Humans are hard wired to be curious – I just so happen to be using my inquisitive nature to check what an ex’s new lady is up to occasionally. I’m well aware it’s not a sensible use of time, especially as well all try to cut back on our screen time. But, I simply can’t stop! Or, I can and just won’t.

Well, at least I’m not alone. A Twitter thread posing the question. ‘Do you stalk your ex’s new flame on social media?’ was inundated with responses that verified that other people were also sleuthing on their ex’s new lover. Did she get some fresh highlights recently, a new car? I’d simply like to know.

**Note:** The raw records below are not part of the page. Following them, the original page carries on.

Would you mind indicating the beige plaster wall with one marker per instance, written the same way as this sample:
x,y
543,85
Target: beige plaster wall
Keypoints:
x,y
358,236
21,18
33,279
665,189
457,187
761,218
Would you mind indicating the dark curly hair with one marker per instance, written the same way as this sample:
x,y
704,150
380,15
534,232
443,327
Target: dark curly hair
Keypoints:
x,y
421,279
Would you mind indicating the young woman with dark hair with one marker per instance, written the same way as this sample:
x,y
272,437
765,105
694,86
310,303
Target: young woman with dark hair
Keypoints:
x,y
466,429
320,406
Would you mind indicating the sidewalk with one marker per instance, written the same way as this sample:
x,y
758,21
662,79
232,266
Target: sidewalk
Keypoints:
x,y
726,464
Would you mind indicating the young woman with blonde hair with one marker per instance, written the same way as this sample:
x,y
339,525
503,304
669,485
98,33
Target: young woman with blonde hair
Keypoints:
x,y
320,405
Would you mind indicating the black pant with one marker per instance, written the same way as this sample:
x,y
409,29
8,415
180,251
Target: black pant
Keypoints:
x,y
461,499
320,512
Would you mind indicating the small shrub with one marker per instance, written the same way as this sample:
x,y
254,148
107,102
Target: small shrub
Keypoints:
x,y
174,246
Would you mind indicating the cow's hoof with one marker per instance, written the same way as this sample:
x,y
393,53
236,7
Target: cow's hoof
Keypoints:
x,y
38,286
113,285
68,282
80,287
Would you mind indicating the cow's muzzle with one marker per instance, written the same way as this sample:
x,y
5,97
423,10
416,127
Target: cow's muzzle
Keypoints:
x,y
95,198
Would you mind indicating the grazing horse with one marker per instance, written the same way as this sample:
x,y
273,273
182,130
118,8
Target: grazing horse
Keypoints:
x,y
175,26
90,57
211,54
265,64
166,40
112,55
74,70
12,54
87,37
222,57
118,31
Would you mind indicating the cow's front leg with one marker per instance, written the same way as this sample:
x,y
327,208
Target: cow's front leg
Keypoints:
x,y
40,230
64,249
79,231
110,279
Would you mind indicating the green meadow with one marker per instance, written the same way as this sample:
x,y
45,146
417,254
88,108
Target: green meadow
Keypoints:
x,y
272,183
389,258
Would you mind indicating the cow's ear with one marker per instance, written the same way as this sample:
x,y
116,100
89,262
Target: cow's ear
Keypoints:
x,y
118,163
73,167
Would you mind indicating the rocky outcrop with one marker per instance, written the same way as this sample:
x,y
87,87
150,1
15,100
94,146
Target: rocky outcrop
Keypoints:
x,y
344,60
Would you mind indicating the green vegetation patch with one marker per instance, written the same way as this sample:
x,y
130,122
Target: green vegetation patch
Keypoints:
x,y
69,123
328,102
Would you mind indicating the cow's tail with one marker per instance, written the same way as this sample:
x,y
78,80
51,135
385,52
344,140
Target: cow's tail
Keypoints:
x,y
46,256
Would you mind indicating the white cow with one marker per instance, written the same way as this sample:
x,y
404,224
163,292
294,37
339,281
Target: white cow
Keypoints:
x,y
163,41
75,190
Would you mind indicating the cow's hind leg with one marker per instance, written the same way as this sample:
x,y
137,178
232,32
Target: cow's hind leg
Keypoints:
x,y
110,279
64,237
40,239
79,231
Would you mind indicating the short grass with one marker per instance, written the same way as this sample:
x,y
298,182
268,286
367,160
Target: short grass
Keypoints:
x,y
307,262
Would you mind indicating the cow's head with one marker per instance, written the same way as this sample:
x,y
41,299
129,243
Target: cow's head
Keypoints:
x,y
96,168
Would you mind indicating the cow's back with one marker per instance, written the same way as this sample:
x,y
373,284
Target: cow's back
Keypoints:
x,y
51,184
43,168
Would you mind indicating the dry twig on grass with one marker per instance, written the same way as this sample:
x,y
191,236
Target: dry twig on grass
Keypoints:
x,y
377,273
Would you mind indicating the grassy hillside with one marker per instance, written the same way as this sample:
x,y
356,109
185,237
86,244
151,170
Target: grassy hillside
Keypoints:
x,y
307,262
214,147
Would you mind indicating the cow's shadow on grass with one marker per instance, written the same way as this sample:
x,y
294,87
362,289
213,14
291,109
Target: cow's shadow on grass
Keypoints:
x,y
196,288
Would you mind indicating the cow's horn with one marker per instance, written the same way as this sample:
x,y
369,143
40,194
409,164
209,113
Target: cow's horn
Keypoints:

It’s not that I am actively stalking her Instagram daily, I just like to keep sporadic tabs on things. Sometimes I’d click out a visceral need to see if they’re still happily together (update they are, and thriving). Other times, I check out of sheer boredom when commuting to work on the train, or more often than not, after one too many glasses of Rosé, oops.

 

It’s unlikely this is profound knowledge, but comparison is intrinsically rooted in almost all of our behaviours. Thousands and thousands of years ago it was used as a means of survival, now it’s a torturous way to see where we stand in social settings, workplaces and of course, online.

 

Feelings of comparison are only further exacerbated when there’s been romance involved.

 

Yet, despite knowing deep down that social media is a mere one per cent of a person’s life. The happy, exciting, filtered parts, it feels almost impossible to not equate even a small part of your worth with the faces on your screen.

 

And, perhaps like me, you wanted to know how you compare to the hot new girlfriend of an ex from six years ago  – the only resource at hand: her Instagram.

 

Like a bruise, I delicately pushed and pushed – relishing in the discomfort that came with flicking through her photos at weddings, holding newborns and in tropical destinations; all with him by her side. I would sometimes wonder if things were different, perhaps that would be me.

 

I felt pangs of jealousy, of course – I am human. Initially, when I would flick through her photos, I would wonder incessantly if she made him happier than I did, if she was funnier (doubtful) and did he think she was significantly hotter than me. The thing is, the answer is probably yes to two out of three of those things and that’s a really good thing!

 

As soon as I was able to come to terms with this, feelings of bitterness quickly drifted away, and in its place, I was filled with a sense of contentment. Now, I truly couldn’t be happier that my ex has found a gorgeous woman to spend the rest of his days with. Recently, I lurked her account and saw candid pictures of them smiling gaily in front of waterfalls in South East Asia. I didn’t feel even a pang of sadness. Actually, all I wanted to do was comment a few fire emojis because they looked so great.

 

In saying all this, do not, I repeat DO NOT do this in the midst of heartbreak! I guarantee seeing your ex and his new flame cosying up looking all hot and tanned at a music festival will make you feel very, very sad. It will fill you with a sadness that leaks into every part of your body and you’ll probably spend hours sobbing in your room listening to Lana Del Rey on repeat (I can confirm, I’ve been there).

 

In this situation, I am completely fine because it’s been years; it ended on excellent terms and I now have a new boyfriend who is just wonderful. There is no part of me that wants to rekindle things, I simply want to know if she enjoyed that strawberry daiquiri she had last weekend at their anniversary dinner.

 

I can now engage with her content without reinforcing the insecurities I once felt, but instead, I can simply observe the one per cent of her life she chooses to share.

 

I probably won’t stop clicking on her profile from time to time, unless of course she reads this and blocks me because she thinks I’m insane (which wouldn’t be the worst thing in the world).